Sunday, June 05, 2005

Environmental and Security Concerns Haunt New Baku-Tbilisi-Ceyhan Pipeline

The newly coronated Baku-Tbilisi-Ceyhan pipeline has been dogged by all sorts of controversy, not least of which is the fact that its country of origin, Azerbaijan, is run by an all-powerful family dynasty which as with even worse dictatorships in other parts of the world, the US leadership has no problems cooperating with.

Now, a British environmental group has released a report (.PDF) which claims that environmentally concerned groups observing the pipeline construction process in Azerbaijan and Turkey were harassed, intimidated and at least in the case of one high profile activist, beaten.

Further, as Michael Dickinson over at Counterpunch! notes,

"...The pipeline will cause major pollution. Unlocking these vast oil reserves will directly contradict climate change commitments. The burning of these reserves will have a catastrophic impact on the earth,s climate for centuries. It will create more pollution each year than every power station in the UK, or the combined effect of every car, truck, bus and train in the UK, or twice as much as heating every house in the UK.

The pipeline route runs through the most serious earthquake zone in Turkey. The pipeline itself and the transport to markets will lead to greater risks of oil spills. Not to mention the risk of the pipeline becoming a target for guerrilla bombing campaigns."

Indeed, Dickinson notes that the pipeline route will pass through "8 different conflict zones," something which leads him to fear that "BP law" will be the rule of the land in the thousands of square miles around the length of the pipeline. As Hannah Ellis of Friends of the Earth notes, "...the pipeline legal agreements also give BP effective governing power over a strip of land 1,750 miles long, where the company will likely override all national environmental, social, human rights laws for the next 40 years."

Even that American puppet and revolution-assisted Georgian president, Mikheil Saakashvili, has decried his country's agreement with BP on the BTC as “a horrible contract, really horrible.” Says Ellis, "...these agreements have largely exempted BP and its partners from local laws – and allow BP to demand compensation from the governments should any law (including environmental, social or human rights law) make the pipeline less profitable."

In addition, direct American pressure led the Georgians to give in to BP's chosen route, which crosses a protected nature reserve.

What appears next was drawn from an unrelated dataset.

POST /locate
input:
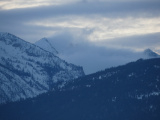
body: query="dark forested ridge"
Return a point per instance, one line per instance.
(128, 92)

As was always feared, it as already started to pollute the environment:

"...the Georgian government suspended work on BTC for a week last summer, following BP's decision to start construction in the ecologically vulnerable Borjomi region, despite its repeated failures to obtain the necessary environmental certification to proceed.

According to the UK-based Independent, the resumption of construction two weeks later came as a direct result of political pressure. In fact the decision was announced immediately after an unscheduled meeting between President Saakashvili and US Secretary of Defense Donald Rumsfeld."

Another little problem alluded to by Dickinson - that of maintaining pipeline security in a region where many (and quite diverse) groups would have an interest in taking a shot at it - is likely to prove very costly in the long term, as well as dangerous for whoever gets in the way of the hired guns of BP security. The likelihood that operating in this volatile area will necessitate armed intervention was posited recently by Antiwar.com's Justin Raimondo:

"...If American oil companies are due to make mega-profits in the Caspian region, then the U.S. military will be doing guard duty along every inch of the BTC pipeline, ensuring 'stability' in a land of nomadic herders and exporting 'democracy' to a region formerly ruled by pashas, sultans, and various and sundry dictators.

We are, in short, being set up for another major military intervention."


Actually, the US Army itself won't be monitoring the pipeline - only the US-funded militaries of the countries involved. The Asia Times recently noted that

"...the US has so far spent $64 million to train Georgians in 'anti-terrorism' tactics for safeguarding the pipeline and has earmarked another $100 million for training and equipping a Caspian Guard that will protect American oil facilities and key assets."

Even in the best case scenario of now overt turbulence, at very least the US, Great Britain and other interested parties will have to constantly keep an eye on their new creation, which like all networks in the globalized age, is as susceptible as it is powerful - after only, one breakage in its 1,750 mile length will spell disaster.

Aside from the military, one also suspects, however, that local chieftains with great power and private "security companies" staffed by former Western military and intelligence officers will be paid off by the corporations involved to protect (or at least not destroy) the pipeline. For more on the history of symbiosis between BP and its local toughs elsewhere in the world, check out this article. The implications are not encouraging.